Hermano Pablo | Reverendo

Había sido un hermoso paseo, un paseo de enamorados, en aquella radiante mañana de primavera. María Victoria y Francisco Rodríguez, de Madrid, España, habían conversado sobre los temas de todos los enamorados: cosas del corazón. Y fatigados de la caminata, se sentaron bajo una encina.

De pronto sonó un tiro. María se levantó para gritar: «¡No disparen!» En eso sonó un segundo tiro, y la bala atravesó su corazón.

Un hombre de 65 años, Germán Mendoza, que estaba practicando tiro al blanco, había sido el autor de los disparos. Una bala disparada al azar había tronchado el romance de Francisco y María.

¡Cuántas maneras diferentes hay de terminar la vida! Esa joven halló la muerte una cálida mañana, bajo la sombra de un árbol, mientras paseaba con su novio. Todos los proyectos de los dos se vinieron abajo. El corazón de María quedó destrozado, no por una pena o una infidelidad sino por una bala: una bala que no fue dirigida a ella.

Cuando ocurren casos como éste, la gente se pregunta: ¿Por qué tuvo que morir si era inocente? Y a esta pregunta se suma otra, que es la pregunta angustiosa y dramática: ¿Por qué permitió Dios que sucediera?

Todas las religiones del mundo han tratado de encontrar la respuesta a esta pregunta. Pero la respuesta es muy comprometedora. La pregunta sí tiene respuesta, pero no es la que nos gusta. El hecho es que en nosotros, los seres humanos, recae toda la responsabilidad.

Todos quisiéramos hallar en otra fuente, sea la que sea y sea quien sea, incluso en Dios mismo, la razón de todas las miserias del mundo. No queremos que se nos diga que la razón descansa en el factor humano.

La pregunta no debe ser: «¿Por qué permitió Dios semejante calamidad?», sino: «¿Qué puedo yo hacer ante esta situación?» Al asumir nosotros la responsabilidad, la respuesta queda en nuestras manos.

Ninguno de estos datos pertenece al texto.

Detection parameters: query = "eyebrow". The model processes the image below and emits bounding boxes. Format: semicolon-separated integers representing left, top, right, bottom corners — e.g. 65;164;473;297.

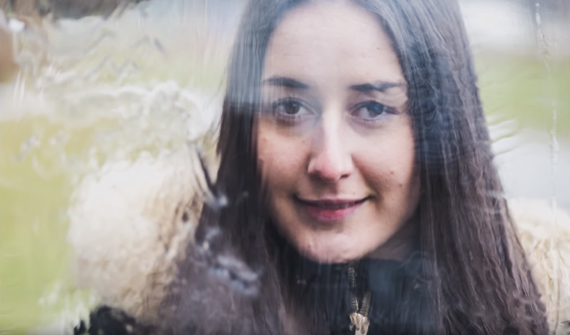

¿Qué podemos hacer nosotros? Podemos comenzar con agradecerle a Dios sus favores. Luego podemos pedir su divina dirección. Fue Cristo quien dijo: «Vengan a mí todos ustedes que están cansados y agobiados, y yo les daré descanso» (Mateo 11:28). Ese descanso es nuestro con sólo rendirle nuestra voluntad. Ya no preguntemos: «¿Por qué?» sino digamos: «Aquí estoy, Señor, postrado ante tus pies. Haz conmigo lo que quieras.» Ese será el comienzo de nuestra paz.